September 21, 2024

Adam Silver works for NBA owners, whose team values have skyrocketed over the past decade. He does not work for the gamers, but they appear to love having their bank accounts stuffed as well.

It is a win-win situation.

And with that, it appears like keeping him around is a no-brainer.

Silver and the NBA’s owners agreeing on a contract extension that would keep him as commissioner for years to come, a development first reported Saturday night by ESPN and confirmed by The Associated Press, makes perfect sense. Owners are making money. Players are making money. Fans are willingly paying large sums of money, as seen by the league’s attendance records.

“What is the maximum contract? Seven years and $350 million? When informed by the Associated Press about Silver’s extended agreement, Milwaukee star Giannis Antetokounmpo inquired.

Antetokounmpo was joking, and the financial details were not disclosed, but there was a point to the joke: Silver deserved this new contract.

“He’s done an incredible job,” Antetokounmpo stated. “He is always there for us. I don’t think I’ve ever seen him somewhere and we didn’t talk about something hurting me. I can contact him at any time to schedule a meeting; he’s always available to us.

Thursday marks the 10-year anniversary of Silver’s appointment as commissioner of the NBA, succeeding his mentor David Stern. Silver is usually willing to chat for hours about almost any topic when asked, with the exception of himself. To put it another way, he would be uninterested in a retrospective-style piece about his first decade in office.

He was questioned about the upcoming anniversary when he appeared in Paris earlier this month before the Cleveland-Brooklyn game, as well as his finest and worst moments as commissioner. “There have been many highs and lows. I’d have to think about that more,” Silver remarked, before quickly shifting to topics such as World Basketball Day, which is being observed by the United Nations, how more females are engaged in the WNBA, and how players are more upfront about their mental health than before.

Silver appears to be always gazing forward, not backward.

“I’m glad for him,” Los Angeles Clippers star Kawhi Leonard said. “He’s done a wonderful job of elevating this league and making it more global. And I believe he will continue to do so and accomplish amazing things.

The highlight reel is long, topped recently by two initiatives that Silver desired despite skepticism and were ultimately proven wrong: the play-in tournament and the in-season tournament. The play-in tournament brought the spirit of March Madness to mid-April in the NBA, and players gushed about how it revitalized the regular season.

Another significant victory: international expansion. Nearly one in every four NBA players was not born in the United States, including the majority of the league’s leading scorers this season, including Joel Embiid, Nikola Jokic, Shai Gilgeous-Alexander, Luka Doncic, and Antetokounmpo. The NBA proudly boasts that its major events are broadcast in over 200 nations and territories, and that one in every eight individuals in the world watches the league at some point every year.

That equates to at least 1 billion people watching NBA games, thanks in part to exclusive digital rights agreements he helped negotiate with Tencent in China and Rakuten in Japan.

“I think you’ll only see more kids, boys and girls, who are turned on to this game and the love of this game,” Silver went on to say. “It’s just increasingly becoming global, and I’m thrilled to be along for the ride.”
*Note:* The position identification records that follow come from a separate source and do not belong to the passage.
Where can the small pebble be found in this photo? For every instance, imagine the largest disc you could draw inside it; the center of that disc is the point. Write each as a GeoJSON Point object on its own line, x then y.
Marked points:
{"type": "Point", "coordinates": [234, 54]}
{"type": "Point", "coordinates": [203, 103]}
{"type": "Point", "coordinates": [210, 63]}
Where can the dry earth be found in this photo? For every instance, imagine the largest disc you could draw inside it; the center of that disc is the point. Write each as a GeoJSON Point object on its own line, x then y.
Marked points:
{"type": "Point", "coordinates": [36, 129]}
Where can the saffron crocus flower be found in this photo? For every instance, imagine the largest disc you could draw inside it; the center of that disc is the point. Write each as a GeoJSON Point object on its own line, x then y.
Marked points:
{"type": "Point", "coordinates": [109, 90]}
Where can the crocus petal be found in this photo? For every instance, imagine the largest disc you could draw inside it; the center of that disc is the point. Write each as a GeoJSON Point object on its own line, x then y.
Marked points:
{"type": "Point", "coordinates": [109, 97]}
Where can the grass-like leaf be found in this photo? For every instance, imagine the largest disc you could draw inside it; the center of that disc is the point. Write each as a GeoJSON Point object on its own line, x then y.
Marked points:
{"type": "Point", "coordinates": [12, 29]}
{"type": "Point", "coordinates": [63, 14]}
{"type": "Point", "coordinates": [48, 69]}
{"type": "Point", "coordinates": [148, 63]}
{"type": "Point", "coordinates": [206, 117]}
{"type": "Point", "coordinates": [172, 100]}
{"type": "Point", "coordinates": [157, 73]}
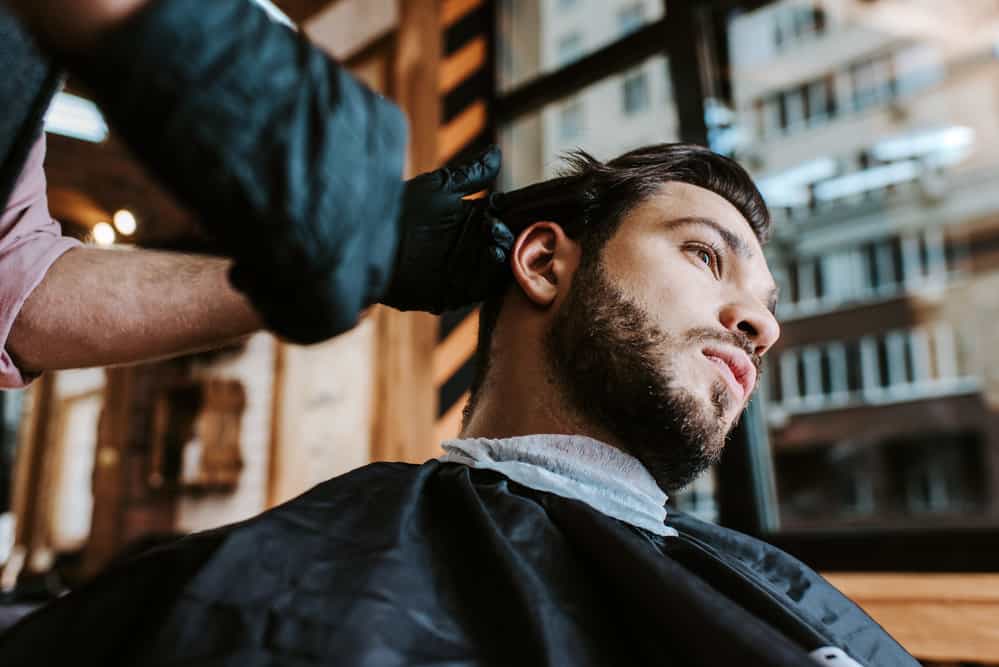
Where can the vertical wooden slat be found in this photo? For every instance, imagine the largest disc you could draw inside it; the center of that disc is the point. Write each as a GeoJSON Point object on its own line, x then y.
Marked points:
{"type": "Point", "coordinates": [453, 11]}
{"type": "Point", "coordinates": [462, 64]}
{"type": "Point", "coordinates": [28, 467]}
{"type": "Point", "coordinates": [456, 349]}
{"type": "Point", "coordinates": [465, 127]}
{"type": "Point", "coordinates": [405, 402]}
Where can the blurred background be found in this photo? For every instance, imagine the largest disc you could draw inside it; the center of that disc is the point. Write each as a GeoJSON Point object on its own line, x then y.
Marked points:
{"type": "Point", "coordinates": [872, 450]}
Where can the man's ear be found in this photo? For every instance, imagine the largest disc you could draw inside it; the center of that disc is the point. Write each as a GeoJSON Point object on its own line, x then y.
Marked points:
{"type": "Point", "coordinates": [543, 261]}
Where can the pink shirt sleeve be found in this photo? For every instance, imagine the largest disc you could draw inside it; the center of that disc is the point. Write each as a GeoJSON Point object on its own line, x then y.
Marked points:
{"type": "Point", "coordinates": [30, 241]}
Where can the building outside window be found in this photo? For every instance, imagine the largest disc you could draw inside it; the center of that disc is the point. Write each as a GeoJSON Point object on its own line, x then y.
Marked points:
{"type": "Point", "coordinates": [879, 162]}
{"type": "Point", "coordinates": [571, 121]}
{"type": "Point", "coordinates": [570, 48]}
{"type": "Point", "coordinates": [635, 96]}
{"type": "Point", "coordinates": [630, 18]}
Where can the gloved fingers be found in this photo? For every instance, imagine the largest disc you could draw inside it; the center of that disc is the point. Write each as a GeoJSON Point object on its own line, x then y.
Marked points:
{"type": "Point", "coordinates": [477, 174]}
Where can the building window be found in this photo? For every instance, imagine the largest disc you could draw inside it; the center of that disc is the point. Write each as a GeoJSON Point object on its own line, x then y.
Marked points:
{"type": "Point", "coordinates": [872, 83]}
{"type": "Point", "coordinates": [570, 121]}
{"type": "Point", "coordinates": [796, 24]}
{"type": "Point", "coordinates": [821, 100]}
{"type": "Point", "coordinates": [570, 48]}
{"type": "Point", "coordinates": [635, 93]}
{"type": "Point", "coordinates": [631, 18]}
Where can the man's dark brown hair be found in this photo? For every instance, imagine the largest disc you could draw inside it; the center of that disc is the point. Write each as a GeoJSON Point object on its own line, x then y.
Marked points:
{"type": "Point", "coordinates": [590, 198]}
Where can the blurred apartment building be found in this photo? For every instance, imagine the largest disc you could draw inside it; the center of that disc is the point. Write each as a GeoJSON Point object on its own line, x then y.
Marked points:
{"type": "Point", "coordinates": [874, 130]}
{"type": "Point", "coordinates": [618, 113]}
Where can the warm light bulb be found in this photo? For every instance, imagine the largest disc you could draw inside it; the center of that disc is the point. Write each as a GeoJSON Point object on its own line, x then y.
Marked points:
{"type": "Point", "coordinates": [103, 234]}
{"type": "Point", "coordinates": [125, 222]}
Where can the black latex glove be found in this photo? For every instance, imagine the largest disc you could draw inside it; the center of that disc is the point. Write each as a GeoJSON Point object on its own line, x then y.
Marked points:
{"type": "Point", "coordinates": [451, 250]}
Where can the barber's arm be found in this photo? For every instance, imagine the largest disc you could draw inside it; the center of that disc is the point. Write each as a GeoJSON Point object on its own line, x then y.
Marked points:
{"type": "Point", "coordinates": [101, 307]}
{"type": "Point", "coordinates": [294, 165]}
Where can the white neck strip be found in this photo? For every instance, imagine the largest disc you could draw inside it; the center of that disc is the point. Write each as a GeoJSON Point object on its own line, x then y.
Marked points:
{"type": "Point", "coordinates": [607, 479]}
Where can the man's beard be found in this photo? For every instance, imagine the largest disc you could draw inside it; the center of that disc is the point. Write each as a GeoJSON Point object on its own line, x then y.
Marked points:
{"type": "Point", "coordinates": [611, 364]}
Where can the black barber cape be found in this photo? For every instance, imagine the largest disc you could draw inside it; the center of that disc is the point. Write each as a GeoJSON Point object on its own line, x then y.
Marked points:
{"type": "Point", "coordinates": [442, 564]}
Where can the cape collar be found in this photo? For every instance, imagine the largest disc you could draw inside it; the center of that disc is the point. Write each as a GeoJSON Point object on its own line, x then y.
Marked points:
{"type": "Point", "coordinates": [572, 466]}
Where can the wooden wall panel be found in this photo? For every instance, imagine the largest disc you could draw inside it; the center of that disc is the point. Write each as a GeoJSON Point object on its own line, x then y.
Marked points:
{"type": "Point", "coordinates": [937, 617]}
{"type": "Point", "coordinates": [405, 402]}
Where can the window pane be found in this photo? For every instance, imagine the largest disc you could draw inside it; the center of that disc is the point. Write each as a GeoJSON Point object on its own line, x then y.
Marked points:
{"type": "Point", "coordinates": [606, 119]}
{"type": "Point", "coordinates": [538, 36]}
{"type": "Point", "coordinates": [878, 153]}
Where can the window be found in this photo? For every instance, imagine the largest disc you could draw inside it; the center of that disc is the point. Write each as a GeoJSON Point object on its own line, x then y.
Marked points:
{"type": "Point", "coordinates": [796, 24]}
{"type": "Point", "coordinates": [871, 83]}
{"type": "Point", "coordinates": [570, 48]}
{"type": "Point", "coordinates": [571, 121]}
{"type": "Point", "coordinates": [635, 93]}
{"type": "Point", "coordinates": [529, 33]}
{"type": "Point", "coordinates": [630, 18]}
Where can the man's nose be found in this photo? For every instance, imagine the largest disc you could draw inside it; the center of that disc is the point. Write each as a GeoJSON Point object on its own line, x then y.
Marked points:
{"type": "Point", "coordinates": [754, 321]}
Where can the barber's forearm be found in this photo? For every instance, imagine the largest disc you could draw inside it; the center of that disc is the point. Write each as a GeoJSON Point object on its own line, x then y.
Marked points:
{"type": "Point", "coordinates": [104, 307]}
{"type": "Point", "coordinates": [74, 25]}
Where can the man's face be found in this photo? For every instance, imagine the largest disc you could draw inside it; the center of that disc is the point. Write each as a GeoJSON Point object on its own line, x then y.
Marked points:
{"type": "Point", "coordinates": [660, 337]}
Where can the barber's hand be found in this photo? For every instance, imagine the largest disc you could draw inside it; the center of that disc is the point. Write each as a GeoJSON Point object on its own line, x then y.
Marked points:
{"type": "Point", "coordinates": [451, 250]}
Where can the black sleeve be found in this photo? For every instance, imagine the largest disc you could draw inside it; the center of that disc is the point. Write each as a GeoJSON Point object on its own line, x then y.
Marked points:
{"type": "Point", "coordinates": [294, 165]}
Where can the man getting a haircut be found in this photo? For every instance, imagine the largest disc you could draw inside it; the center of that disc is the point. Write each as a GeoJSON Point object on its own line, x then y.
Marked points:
{"type": "Point", "coordinates": [612, 365]}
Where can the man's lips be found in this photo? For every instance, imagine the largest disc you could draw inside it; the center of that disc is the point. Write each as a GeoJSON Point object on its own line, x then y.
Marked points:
{"type": "Point", "coordinates": [735, 367]}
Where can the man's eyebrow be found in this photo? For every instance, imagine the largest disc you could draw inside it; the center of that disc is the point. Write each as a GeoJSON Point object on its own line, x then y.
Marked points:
{"type": "Point", "coordinates": [735, 243]}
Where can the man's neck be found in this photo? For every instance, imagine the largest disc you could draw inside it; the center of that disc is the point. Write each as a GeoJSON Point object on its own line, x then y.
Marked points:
{"type": "Point", "coordinates": [510, 409]}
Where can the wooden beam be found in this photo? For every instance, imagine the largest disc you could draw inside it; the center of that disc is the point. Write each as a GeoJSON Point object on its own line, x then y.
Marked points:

Silver’s journey has included rule changes, such as coach challenges and offensive player freedom of movement, as well as stars resting for national TV games and away-from-the-play fouls late in quarters. In 2014, he penned an op-ed for The New York Times about the value of sports betting; it sparked a lively debate, and most states have since legalized it.

He led the NBA through a pandemic, suspended Donald Sterling, and ensured labor peace would last until at least the end of the decade. He’s also faced some criticism, with some wondering if he went too easy on Ja Morant in the first gun-video incident last year, and if Draymond Green’s suspension for on-court acts such as grabbing Rudy Gobert around the neck and hitting Jusuf Nurkic in the face this season should have been harsher.

This is part of the job. It’s all about making difficult decisions. There are significant ones on the horizon; the next media rights agreement will essentially establish the financial basis for the next decade or two, and once that is completed, the NBA will likely move fast to expansion talks, which will bring billions more into the league’s coffers.

“Our league has improved tenfold since I joined,” Antetokounmpo added. “Everything is more ordered. I think he’s done an excellent job. He’s clearly a maximum player.”